Bagni moderni e vintage a confronto

A fare la differenza tra bagni moderni e bagno vintage sono principalmente materiali e complementi d’arredo: se nei bagni moderni a dominare è il minimalismo, realizzato attraverso linee pulite e tinte a contrasto associate a materiali come la pietra o il vetro, nel bagno classic vintage i materiali preferiti dagli interior designer sono la ceramica, possibilmente smaltata, e il legno, con accenni metallici a contrasto.

Il tocco finale lo danno i dettagli, con qualche pezzo forte dal punto di vista dell’arredo bagno: lo specchio con la cornice lavorata, il lampadario a gocce di cristallo o a candeliere con applique vecchio stile, le piastrelle stile maiolica sul pavimento, un tavolo da toilette con sedia abbinata su cui disporre bottigliette e contenitori di vetro in cui travasare i cosmetici e, ancora, portaspazzolino e portasapone che ricalcano lo stile vintage.

L’obiettivo, quando si parla di bagno classic vintage e di arredo bagno, è rendere l’ambiente accogliente e caldo, una sorta di “nido” in cui sia i materiali sia i colori siano in grado di donare un’immediata impressione di comfort, che può essere accentuato da candele profumate e vasi di fiori posizionati in punti strategici.
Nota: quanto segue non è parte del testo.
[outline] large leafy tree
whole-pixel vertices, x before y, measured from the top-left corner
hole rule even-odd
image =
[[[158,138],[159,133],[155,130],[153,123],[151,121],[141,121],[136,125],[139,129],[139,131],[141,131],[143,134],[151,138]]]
Anche i tappeti possono contribuire alla riuscita della missione vintage: se non avete mai preso in considerazione l’idea di utilizzarli in bagno, provate a posizionarne uno dallo stile classico ai piedi della doccia o davanti al lavabo per cambiare immediatamente idea.

 

Come arredare il perfetto bagno vintage

Per arredare un bagno vintage si può ricorrere a una serie di complementi di arredo bagno che enfatizzano lo stile retrò. Qualche esempio? Cementine o carta da parati per decorare le pareti, marmo e graniglia (da declinare anche in versione grès porcellanato) sui pavimenti per un forte richiamo al bagno classico da alternare al parquet vissuto; e ancora specchi decorati e mobili scovati da antiquari o nei mercatini, luci soffuse, dettagli dorati per un tocco di opulenza che richiama la belle époque.

Nel bagno vintage, inoltre, non può mancare il pezzo forte: una vasca da bagno di un bianco candido, possibilmente con piedini a vista e di ghisa smaltata che, da semplice sanitario, diventa elemento d’arredo.

Attenzione anche ai colori: il classic vintage richiama tonalità delicate e nuance pastello come il pesca, l’azzurro cielo, il grigio tortora e il crema.

In generale l’importante, sia nei bagni moderni sia in quelli vintage, è arredarli con coerenza evitando di mescolare moderno e classico nella scelta dell’arredo bagno: il rischio è di creare un ambiente confuso e senza identità.